ML defect prediction without a data science degree
There is a lot of hype around AI in manufacturing. Most of it ignores a simple fact:
The reality on the shop floor
Most manufacturing environments already generate large amounts of data — process parameters like temperature, pressure, and cycle time; inspection results; rejection logs; supplier batch information.
The issue is not data availability. It is data fragmentation and lack of structure.
Where companies go wrong
Two common mistakes:
Waiting for perfect data infrastructure. Teams delay initiatives because data is not "clean enough." Meanwhile, defects keep occurring, scrap keeps accumulating, and the problem doesn't wait for your data lake.

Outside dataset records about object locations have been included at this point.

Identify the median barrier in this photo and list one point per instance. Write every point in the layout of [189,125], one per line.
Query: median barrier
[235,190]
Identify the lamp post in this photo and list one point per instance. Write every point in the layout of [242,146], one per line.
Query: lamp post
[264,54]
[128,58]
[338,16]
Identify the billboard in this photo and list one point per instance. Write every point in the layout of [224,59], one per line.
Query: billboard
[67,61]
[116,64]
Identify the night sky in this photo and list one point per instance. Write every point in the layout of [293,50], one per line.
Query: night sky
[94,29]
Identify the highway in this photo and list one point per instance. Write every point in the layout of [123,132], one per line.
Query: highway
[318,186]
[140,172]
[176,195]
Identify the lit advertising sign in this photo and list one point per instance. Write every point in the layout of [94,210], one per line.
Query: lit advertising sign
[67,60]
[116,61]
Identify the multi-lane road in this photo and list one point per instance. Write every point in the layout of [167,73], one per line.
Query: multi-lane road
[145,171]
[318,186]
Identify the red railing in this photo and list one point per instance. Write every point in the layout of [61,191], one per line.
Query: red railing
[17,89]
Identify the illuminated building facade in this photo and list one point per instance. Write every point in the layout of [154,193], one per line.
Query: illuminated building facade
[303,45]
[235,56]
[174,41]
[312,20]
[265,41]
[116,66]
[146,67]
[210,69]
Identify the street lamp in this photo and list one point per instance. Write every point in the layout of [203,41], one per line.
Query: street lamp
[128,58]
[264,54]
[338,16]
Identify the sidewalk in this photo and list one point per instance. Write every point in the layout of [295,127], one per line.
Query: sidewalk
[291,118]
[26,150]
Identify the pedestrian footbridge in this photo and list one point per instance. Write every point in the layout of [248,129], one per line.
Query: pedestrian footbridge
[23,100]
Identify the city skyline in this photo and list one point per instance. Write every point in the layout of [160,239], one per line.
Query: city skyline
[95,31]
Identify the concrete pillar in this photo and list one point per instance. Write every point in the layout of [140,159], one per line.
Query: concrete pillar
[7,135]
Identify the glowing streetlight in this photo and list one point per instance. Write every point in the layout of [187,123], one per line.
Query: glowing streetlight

Overengineering solutions. Jumping directly to complex neural networks without understanding basic relationships between process parameters and defect occurrence. A simple correlation analysis often reveals 80% of the insight.
A practical approach
At Bajaj Auto, I worked with the IT department to build a system that analyzed X-ray images of castings against reference sets per ASTM E2422. It used MATLAB's Image Processing Toolbox — not TensorFlow, not PyTorch. It achieved roughly 80% accuracy and reduced defect rates by 40%, saving over €50K annually in rework and scrap.
The approach was straightforward:
- Map key process parameters to defect occurrence patterns
- Identify conditions where rejection rates spike
- Track parameter drift over time against historical baselines
- Correlate supplier batches with defect trends
Even this basic analysis revealed which parameters were critical, where process instability existed, and when intervention was required — before defects reached the assembly line.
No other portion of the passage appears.